Based on the results of several meta-studies that indicate a positive effect of meditation on stress (Khoury et al. 2013; Chiesa and Serretti 2010; Goyal et al. 2014) and stress coping (Chiesa and Serretti 2009) we assumed that meditators show better performance in stress coping than migraine patients and healthy controls. Our work is in line with these results revealing that meditators use negative stress-enhancing strategies significantly less frequently than migraineurs. Meditators also showed a better ability to cope with stress than healthy controls. However, this difference was not significant.
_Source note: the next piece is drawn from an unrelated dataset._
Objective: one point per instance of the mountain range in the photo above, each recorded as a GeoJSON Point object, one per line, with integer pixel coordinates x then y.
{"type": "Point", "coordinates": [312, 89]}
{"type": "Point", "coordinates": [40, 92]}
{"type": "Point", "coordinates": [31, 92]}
Analysis of subscales of negative stress increasing strategies unveiled significantly higher values for “resignation” and “self-accusation” and non-significantly higher values for “avoidance” and “rumination” in the migraine group than in the control group (Table 3). These results confirm the findings of earlier studies (Huber and Henrich 2003; Trimmel and Gmeier 2001) supporting the hypothesis that the application of these strategies may increase cortical activity and confines stimulus processing in migraine patients. Compared to the meditation group the migraine group showed significantly higher values for all strategies as mentioned above.

Largest differences between the meditation group and both the migraine and control group were observed for the stress-enhancing strategy “rumination” (Table 3). Meditators used this strategy least often confirming the main practice of meditation which is not to follow thoughts but rather to observe them. Further analysis revealed that frequent rumination was significantly correlated with high CNV-amplitudes. We assume that rumination overly occupies cognitive capacities leading to increased cortical activity which is in line with an earlier study showing that cortical activity of the subjects increased as soon as they started to follow thoughts instead of observing them (Ott et al. 2010).

In summary, the current study shows that cortical activity and the application of negative stress coping strategies are significantly increased in migraine patients compared to healthy controls and meditation experienced subjects. Meditation experienced participants showed lowest cortical activity and best results in stress coping.